Looking to bulk up a bit whilst staying slim... the holy grail... and repair a dislocated shoulder at the same time.


----------



## London1976 (Oct 16, 2009)

Erm how will you bulk and stay slim ?


----------



## franki3 (Oct 11, 2009)

Ajaxx said:


> Hello everyone
> 
> Looking to bulk up a bit whilst staying slim... the holy grail... and repair a dislocated shoulder at the same time.


?????????? There's a new one

I think you mean bulk up while staying lean!!!!!


----------



## camhall1992 (Apr 11, 2011)

Isn't bulking up the opposite of slim?

If you mean lean then it's not as hard as you think, just watch the unhealthy fat and carbs, do some morning cardio and stick to your programme

Cam


----------



## 3752 (Jan 7, 2005)

Obviously the op meant lean so let's not push that typo to hard.....

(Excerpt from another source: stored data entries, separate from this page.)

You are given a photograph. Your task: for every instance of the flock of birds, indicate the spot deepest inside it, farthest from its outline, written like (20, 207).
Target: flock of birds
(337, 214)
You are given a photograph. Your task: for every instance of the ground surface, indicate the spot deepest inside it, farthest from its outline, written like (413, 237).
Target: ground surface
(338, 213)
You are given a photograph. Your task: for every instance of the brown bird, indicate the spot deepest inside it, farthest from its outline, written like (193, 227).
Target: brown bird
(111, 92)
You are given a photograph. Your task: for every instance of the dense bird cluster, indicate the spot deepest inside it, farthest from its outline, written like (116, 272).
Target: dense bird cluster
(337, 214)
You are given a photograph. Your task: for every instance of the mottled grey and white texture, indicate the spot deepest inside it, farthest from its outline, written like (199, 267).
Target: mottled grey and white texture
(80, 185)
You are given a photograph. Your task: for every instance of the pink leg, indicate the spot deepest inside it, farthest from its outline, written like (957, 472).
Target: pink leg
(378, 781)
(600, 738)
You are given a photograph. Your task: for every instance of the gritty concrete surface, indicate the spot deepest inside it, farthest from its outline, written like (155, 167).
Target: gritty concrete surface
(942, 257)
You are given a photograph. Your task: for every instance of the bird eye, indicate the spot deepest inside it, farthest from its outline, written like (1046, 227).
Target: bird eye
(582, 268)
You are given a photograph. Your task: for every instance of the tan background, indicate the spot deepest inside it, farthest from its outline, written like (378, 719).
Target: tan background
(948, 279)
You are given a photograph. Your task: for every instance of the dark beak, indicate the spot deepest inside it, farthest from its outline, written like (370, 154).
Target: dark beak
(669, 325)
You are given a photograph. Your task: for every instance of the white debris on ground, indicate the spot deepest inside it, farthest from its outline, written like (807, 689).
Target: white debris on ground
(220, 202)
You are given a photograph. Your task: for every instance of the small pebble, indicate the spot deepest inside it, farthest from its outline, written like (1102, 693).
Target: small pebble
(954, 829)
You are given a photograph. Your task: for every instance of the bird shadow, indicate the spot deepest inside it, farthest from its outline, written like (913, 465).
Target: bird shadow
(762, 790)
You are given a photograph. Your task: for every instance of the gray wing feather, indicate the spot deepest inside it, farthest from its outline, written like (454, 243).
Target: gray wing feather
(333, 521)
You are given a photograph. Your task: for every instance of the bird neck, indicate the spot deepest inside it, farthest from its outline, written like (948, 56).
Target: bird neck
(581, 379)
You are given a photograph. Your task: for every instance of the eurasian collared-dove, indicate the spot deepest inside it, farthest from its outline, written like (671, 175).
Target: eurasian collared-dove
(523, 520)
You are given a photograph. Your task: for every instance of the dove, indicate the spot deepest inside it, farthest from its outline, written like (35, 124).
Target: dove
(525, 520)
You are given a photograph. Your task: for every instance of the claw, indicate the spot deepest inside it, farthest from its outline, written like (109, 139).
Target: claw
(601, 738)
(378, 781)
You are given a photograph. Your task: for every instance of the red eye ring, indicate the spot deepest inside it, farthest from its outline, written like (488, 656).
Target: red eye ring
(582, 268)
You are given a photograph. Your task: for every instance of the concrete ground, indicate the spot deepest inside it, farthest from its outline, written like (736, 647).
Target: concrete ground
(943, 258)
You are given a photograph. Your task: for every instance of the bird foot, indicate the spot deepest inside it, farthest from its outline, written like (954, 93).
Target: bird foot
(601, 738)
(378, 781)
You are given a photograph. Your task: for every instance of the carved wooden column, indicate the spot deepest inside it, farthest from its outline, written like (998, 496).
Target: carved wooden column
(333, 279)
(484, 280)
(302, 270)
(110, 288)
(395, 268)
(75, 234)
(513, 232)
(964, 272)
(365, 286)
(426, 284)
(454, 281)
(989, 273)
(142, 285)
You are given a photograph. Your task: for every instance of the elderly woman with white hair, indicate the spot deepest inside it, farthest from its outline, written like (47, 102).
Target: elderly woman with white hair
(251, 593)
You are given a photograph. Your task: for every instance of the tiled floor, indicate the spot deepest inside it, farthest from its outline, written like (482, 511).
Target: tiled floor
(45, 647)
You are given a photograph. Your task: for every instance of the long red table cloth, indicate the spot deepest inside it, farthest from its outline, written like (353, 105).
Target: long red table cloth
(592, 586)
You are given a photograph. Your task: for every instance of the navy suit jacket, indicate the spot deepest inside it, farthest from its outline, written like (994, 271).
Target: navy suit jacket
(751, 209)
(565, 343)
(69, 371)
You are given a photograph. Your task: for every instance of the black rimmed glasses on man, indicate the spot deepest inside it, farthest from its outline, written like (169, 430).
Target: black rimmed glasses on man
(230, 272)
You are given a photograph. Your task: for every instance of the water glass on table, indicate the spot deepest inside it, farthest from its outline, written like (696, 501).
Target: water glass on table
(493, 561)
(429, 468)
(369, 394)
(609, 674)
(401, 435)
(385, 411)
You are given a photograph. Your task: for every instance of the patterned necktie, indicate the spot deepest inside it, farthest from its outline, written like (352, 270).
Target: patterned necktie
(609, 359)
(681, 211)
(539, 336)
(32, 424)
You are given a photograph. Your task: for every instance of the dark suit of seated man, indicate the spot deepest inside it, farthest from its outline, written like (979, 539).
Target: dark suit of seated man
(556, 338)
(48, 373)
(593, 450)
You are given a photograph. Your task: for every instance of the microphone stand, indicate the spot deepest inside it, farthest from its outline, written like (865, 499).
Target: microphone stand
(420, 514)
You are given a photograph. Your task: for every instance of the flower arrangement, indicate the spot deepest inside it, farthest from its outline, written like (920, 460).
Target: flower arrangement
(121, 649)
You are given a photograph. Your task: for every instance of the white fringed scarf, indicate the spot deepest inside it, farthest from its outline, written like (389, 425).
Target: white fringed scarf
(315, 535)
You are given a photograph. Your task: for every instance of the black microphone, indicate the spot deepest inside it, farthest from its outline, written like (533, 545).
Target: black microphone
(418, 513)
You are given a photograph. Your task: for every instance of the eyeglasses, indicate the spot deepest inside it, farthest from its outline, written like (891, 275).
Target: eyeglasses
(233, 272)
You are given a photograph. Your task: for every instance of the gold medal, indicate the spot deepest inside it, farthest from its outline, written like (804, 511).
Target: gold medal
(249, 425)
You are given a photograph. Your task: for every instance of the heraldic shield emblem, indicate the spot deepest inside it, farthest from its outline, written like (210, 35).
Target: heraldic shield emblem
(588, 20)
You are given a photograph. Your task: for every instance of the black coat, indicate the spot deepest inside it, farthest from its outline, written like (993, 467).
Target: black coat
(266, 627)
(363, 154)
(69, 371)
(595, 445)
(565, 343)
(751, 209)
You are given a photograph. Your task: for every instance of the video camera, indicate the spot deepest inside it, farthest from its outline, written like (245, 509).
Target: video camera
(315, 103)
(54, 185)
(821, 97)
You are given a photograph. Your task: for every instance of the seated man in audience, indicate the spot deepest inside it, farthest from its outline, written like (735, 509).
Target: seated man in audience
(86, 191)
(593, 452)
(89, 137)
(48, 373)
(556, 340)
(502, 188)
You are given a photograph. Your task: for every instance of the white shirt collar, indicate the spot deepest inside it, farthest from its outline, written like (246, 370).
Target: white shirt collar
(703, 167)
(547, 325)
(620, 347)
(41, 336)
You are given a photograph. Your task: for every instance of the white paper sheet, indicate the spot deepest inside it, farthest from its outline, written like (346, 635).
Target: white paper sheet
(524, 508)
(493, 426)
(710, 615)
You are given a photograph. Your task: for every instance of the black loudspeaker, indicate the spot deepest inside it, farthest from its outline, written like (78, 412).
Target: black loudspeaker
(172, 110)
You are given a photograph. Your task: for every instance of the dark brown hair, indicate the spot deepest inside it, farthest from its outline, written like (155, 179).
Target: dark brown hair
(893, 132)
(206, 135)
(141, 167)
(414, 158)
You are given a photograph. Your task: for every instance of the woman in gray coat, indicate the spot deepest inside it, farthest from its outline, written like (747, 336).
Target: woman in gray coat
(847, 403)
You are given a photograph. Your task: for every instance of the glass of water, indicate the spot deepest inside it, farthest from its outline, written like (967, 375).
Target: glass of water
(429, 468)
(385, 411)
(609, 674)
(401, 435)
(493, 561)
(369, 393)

It is possible to bulk whilst remaining lean but this all depends on the individuals metabolism and what there interpretation of lean is.....


----------



## Hard Trainer (Apr 29, 2009)

Welcome to the forum bud


----------



## ligiahag7902 (Apr 19, 2011)

Hi, I am a new member of forum. Would a newcomer be warmly welcome here? Good day you guys!!!

__________________

watch movies online free


----------



## justheretosnoop (Jun 15, 2012)

I'm new myself and have been warmly welcomed but it might be an idea to create your own intro thread instead of jumping on somebody elses.

Welcome Ajaxx. Btw, why the name? You dutch?


----------



## roadrunner11466868009 (Mar 28, 2011)

Welcome to the forum of knowledge, there's always someone that knows the answers.

View attachment 1402


----------



## jakal2001 (Dec 18, 2010)

Nice quote on the pic Roadrunner. Welcome ajaxx


----------